Principles of borrowing.
More knowledge leads to better decisions
Credit Reports and Scores
Request a copy of your free credit report every year and analyze the information's accuracy. This report lists open loans and chronicles your payment history, which define your credit score. The higher your score based on responsible use of credit, the lower the interest rate you'll be charged when you take out a loan and the more money you'll save. Financial institutions offer the best rates to people who are lower risk.
Missing payments, opening and closing numerous credit cards, or carrying higher balances on credit cards can affect your score and ability to secure a lower rate on a loan. Your credit report helps you understand how your financial habits affect your score. And if you see any incorrect information, that could be a warning sign of potential identity theft or credit fraud.
You'll often receive offers for credit cards with low introductory rates. Make sure you read the fine print on those deals because the cards often readjust to a much higher interest rate when the promotional term expires. That adjustment can cost you a lot of money based on the balance you carry. Also, simply opening a credit card will impact your credit score, so be judicious.
Secured vs. Unsecured Loans
These are the two types of loans you can receive. A secured loan is backed by something you own, such as your home for a mortgage and your car for an auto loan.
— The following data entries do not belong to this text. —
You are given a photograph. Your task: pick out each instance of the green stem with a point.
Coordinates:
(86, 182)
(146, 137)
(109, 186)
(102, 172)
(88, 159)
This is known as collateral. With a secured loan, you agree that the lender can repossess your property if you don't agree to the loan's repayment terms. The attaches a lien to your collateral, allowing them to take possession, if necessary.
An unsecured loan is not backed by collateral because the lender trusts your ability to repay the loan with your financial resources. Unsecured loans are typically for lower loan amounts.
Terms and Interest Rates
The term of a loan is the length of time you have to pay it back. Interest rates, usually shown in Annual Percentage Rates (APRs), is the amount the lender charges you for loaning the funds. This percentage is based on the amount owed on the loan and is added to the total amount you need to pay by your given due date. Typically, the longer the term of the loan, the more you could pay in interest.
Fixed vs. Variable Rates
Fixed-rate loans feature an interest rate that will never change during the loan's term, meaning your payment won't change while you have the loan. In contrast, variable rates change with the market, which can cause your payment amount to increase or decrease depending on the current rate. When choosing between the two, explore your options and the state of the market to determine which option benefits you more.
Budgets and Balances
When you spend money using a credit card, you are drawing on a line of credit that allows you to spend up to a certain amount. Just like any other loan, you are charged interest on your balance borrowed. With a credit card, though, you may choose to pay back the balance of what you have borrowed in full by your payment due date and avoid interest charges or you can choose to pay the minimum payment amount, carry the remaining balance forward, and be charged.
Make sure your monthly budget allows for a new loan or credit card payment so you can set yourself up for success. Ask for help in reviewing what you can afford prior to taking the loan to avoid any issue in making your payments.